Issue 259: 20 12 10: Covid Etiquette

10 December 2020

Covid Etiquette

The return of manners?

By Lynda Goetz

One good thing Covid may have done for society is to bring back respect for others (at least to some small degree) and, in so doing, a welcome return of good manners.  Manners are something which have fallen by the wayside in the wider population to a large extent.  Whilst the word ‘respect’ has been bandied about with increasing frequency, actual respect for those around us appeared to have fallen.  How many people actually received an apology when they were shoved aside in a crowd by someone in a hurry?  How often did we see people coughing without putting their hand over their mouth or sneezing without producing a handkerchief?  These used to be small common courtesies followed by many and taught from childhood.  Over the last few decades these small ‘politenesses’, an indication of our awareness of others, seemed largely to have disappeared.  With the arrival of Covid, the reasoning behind so many of them has perhaps made people think, fall into line and remember their manners.

The Scottish Government apparently doesn’t think so.  They have, at taxpayers’ expense (with a price tag Nicola Sturgeon admits she is unaware of), produced a  Covid guide to Etiquette and Pandemic Politeness, which has been received in most quarters with sneers, mockery and accusations of ‘nanny state’ tactics.  This seems somewhat surprising as government tactics across the UK (and elsewhere for that matter) appear to take the view that we are not capable of deciding how to behave in the best interests of ourselves and others.  Why should the question of manners be exempt from state interference?

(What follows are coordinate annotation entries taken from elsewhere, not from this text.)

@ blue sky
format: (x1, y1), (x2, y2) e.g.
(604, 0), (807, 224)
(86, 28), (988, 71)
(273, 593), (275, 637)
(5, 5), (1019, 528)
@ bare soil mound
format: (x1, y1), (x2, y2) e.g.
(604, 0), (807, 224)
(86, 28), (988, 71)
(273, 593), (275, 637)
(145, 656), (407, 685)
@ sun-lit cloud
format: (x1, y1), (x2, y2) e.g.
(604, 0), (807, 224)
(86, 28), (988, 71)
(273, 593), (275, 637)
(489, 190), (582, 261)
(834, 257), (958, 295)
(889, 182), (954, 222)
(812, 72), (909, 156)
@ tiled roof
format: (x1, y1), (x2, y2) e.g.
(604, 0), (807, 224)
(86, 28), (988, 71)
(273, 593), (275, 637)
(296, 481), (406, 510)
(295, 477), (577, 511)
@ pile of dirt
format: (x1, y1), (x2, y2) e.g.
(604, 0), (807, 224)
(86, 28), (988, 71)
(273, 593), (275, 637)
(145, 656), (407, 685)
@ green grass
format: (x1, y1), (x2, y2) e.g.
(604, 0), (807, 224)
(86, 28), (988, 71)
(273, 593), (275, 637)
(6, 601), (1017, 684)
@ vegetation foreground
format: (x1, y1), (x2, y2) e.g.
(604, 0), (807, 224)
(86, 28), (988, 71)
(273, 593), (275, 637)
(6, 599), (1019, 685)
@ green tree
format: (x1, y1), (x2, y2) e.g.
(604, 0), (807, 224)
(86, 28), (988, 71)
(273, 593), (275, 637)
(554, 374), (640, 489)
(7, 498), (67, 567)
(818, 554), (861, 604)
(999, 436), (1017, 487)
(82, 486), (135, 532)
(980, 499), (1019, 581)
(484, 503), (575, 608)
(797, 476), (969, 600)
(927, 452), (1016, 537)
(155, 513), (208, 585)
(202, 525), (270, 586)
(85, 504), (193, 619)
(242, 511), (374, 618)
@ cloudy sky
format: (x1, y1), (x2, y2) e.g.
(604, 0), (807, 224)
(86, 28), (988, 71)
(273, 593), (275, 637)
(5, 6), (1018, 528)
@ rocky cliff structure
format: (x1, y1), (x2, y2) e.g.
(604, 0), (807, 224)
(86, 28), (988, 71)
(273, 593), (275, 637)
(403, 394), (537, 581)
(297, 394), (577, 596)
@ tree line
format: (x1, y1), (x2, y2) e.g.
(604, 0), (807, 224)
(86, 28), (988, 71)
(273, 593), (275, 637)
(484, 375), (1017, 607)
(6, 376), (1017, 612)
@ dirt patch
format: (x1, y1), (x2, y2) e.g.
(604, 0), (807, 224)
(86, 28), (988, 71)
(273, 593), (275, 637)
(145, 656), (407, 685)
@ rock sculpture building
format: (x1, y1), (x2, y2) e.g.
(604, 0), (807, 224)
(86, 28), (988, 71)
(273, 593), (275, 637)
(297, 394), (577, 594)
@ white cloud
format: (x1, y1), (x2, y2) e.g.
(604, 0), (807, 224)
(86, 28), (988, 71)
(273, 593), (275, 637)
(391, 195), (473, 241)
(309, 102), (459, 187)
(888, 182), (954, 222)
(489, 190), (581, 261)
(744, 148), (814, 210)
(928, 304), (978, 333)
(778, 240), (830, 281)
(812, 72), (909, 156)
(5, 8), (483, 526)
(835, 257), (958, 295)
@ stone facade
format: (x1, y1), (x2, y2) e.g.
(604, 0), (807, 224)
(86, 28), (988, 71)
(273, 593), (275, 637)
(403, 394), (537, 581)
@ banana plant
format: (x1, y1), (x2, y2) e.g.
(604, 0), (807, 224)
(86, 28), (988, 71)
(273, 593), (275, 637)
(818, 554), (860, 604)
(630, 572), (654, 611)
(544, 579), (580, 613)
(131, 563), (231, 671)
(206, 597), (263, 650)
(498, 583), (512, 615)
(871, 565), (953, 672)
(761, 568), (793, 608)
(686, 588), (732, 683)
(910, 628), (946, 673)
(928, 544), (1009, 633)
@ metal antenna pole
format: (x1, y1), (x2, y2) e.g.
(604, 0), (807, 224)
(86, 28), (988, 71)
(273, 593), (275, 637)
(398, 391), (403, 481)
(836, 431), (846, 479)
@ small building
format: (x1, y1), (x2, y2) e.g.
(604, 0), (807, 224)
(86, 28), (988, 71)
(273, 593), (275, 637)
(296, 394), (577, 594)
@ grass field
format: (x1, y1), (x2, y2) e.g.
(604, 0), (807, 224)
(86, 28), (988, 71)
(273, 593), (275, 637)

The SNP government’s guide, which was published on Monday, is ‘a modern light-hearted twist on traditional etiquette guides’ and ‘has been developed to support people to follow the rules and stay safe, and provides tips on what to do and say to avoid creating tension.’  Well, precisely.  It always was, I believe, the essence of etiquette guides to advise on what to do and say ‘to avoid creating tension’.  Admittedly these guidelines change with the times, but a return to an understanding of how to behave in general could be very welcome.  This belief is shared by The Cumberland School in Plaistow which according to news items this week has hired Laura Akano of Polished Manners to help some of their brighter students win places at prestigious schools.

It may seem a little odd to those who consider that modern life is all about equality and that class inequalities are highlighted by ‘posh’ manners, but, as Victoria Lambert points out in her Telegraph article on the subject, ‘Jobs – the interesting, high-paying ones – will go to those kids who can code and have charm’.  Charm, as she defines it, is also etiquette, manners or polish and it does open doors.  Why level down when you can level up?  Understanding and using the old-fashioned courtesies should not be limited to the upper and upper-middle classes.  It is a way of respecting those around you, of appreciating that they do not want or expect to have your germs sprayed over them when you sneeze or cough; of recognising that although we all have to eat, sitting next to someone who is crunching food and chewing with their mouth open is an unpleasantness which can and should be avoided; that a napkin is a useful thing with which to wipe your mouth (rather than using your sleeve) and that folding it nicely is simply a matter of presentation –something taken quite seriously these days anyway; that speaking with your mouth full not only sprays food, but also germs around and that writing a simple thank-you letter for a present, a party or a weekend stay makes the recipient feel that their efforts were appreciated.

The list goes on, but as Celia Walden suggests in her Telegraph column this week, perhaps one should add to all the traditional good manners a few more appropriate to the times and current generations.  For example, she suggests there should be no phones at table; if you are visiting, ring the doorbell rather than using your mobile to say you are on the doorstep; she also believes (possibly, as she acknowledges, contentiously) that boys should always help a lady with her bags.  Ms Walden considers that the most toxic thing in our society is not masculinity (a subject on which she has written in the past and which of course has been in the news with the Eton free speech row) but bad manners.  She is almost certainly not the only one with this view and perhaps now is an opportunity to redress this situation and bring back good manners as a universal benefit to society.  Personally I would prefer it to happen without legislation, but perhaps we might just have to put up with a government guide?  Is there enough money in the kitty?